Good Economic News Finally Arrives
(This article is part of a series on how to view economic news. To see why you shouldn't react to such news, see Wednesday's post "Why Good Economic News Isn't a Good Indicator for Stocks.")
It looks like the good recent economic news is causing investors to jump back into stocks. Many investors fled the equity markets after the recent financial crisis and continued to run away despite the strong rally we've been experiencing since the low of March 9, 2009. The S&P 500 Index closed March 9, 2009 at 676. The price-only index is up 86 percent since then. Including dividends, the return would be even higher.
However, now that good news appears on the horizon, many investors are plowing back into stocks. In the past three weeks, equity funds have had inflows totaling $18.8 billion, while bond funds have only seen $1.2 billion.
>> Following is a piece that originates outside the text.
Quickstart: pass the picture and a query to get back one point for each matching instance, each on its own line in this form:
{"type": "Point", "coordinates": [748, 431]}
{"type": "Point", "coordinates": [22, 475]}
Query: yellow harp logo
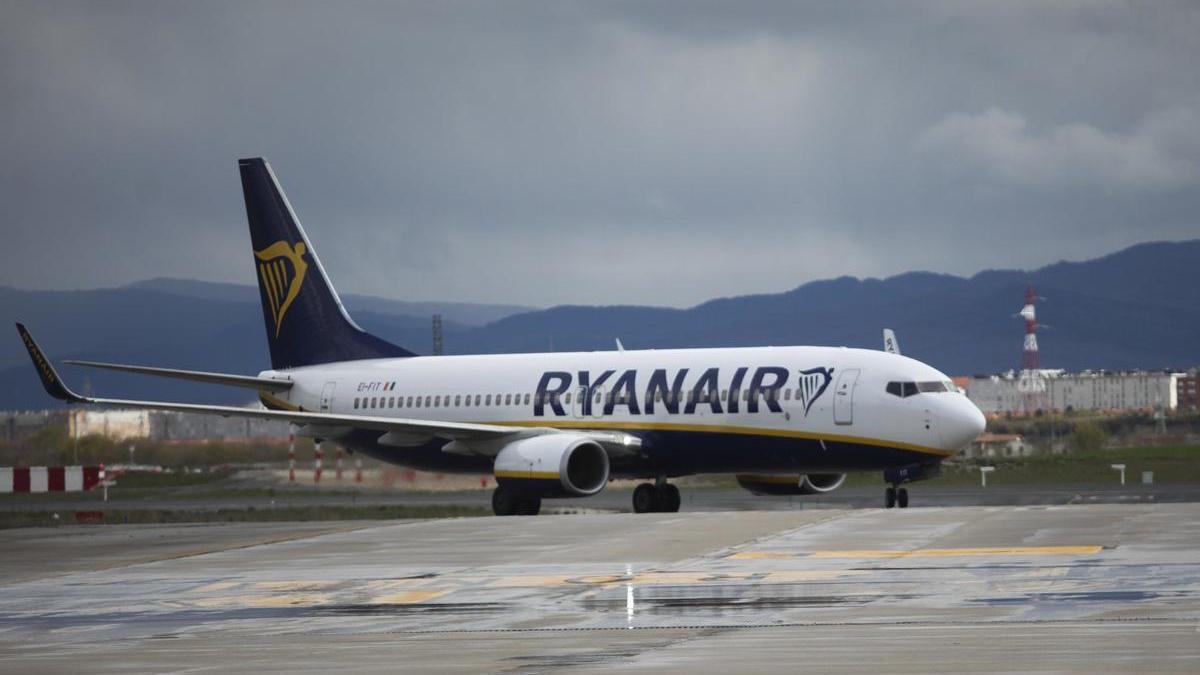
{"type": "Point", "coordinates": [281, 269]}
Here's a quick recap of some of the reasons why investors appear to finally be convinced that the economy is now on safer ground:
- While the unemployment rate remains stubbornly high, new claims for unemployment have fallen sharply, down to 420,000 for the latest reporting week after peaking at 504,000 in August.
- The index of leading economic indicators rose 1.1 percent in November, the fifth straight month of increases, marking a new high for the series which dates back to 1959.
- November retail sales rose a strong 0.8 percent, the fourth increase in the past five months.
- The Federal Reserve continues to pursue a very accommodative monetary policy, keeping the Fed Funds rate basically at zero. And despite the better economic news, it is continuing its bond buying program.
- The uncertainty over tax rates for 2011 was eliminated when Congress passed the extension of the Bush tax cuts. The bill also included another huge dose of fiscal stimulus.
- Economists are now forecasting faster and robust economic growth for 2011. For example, Morgan Stanley recently raised its forecast for the growth of the GDP to 4 percent.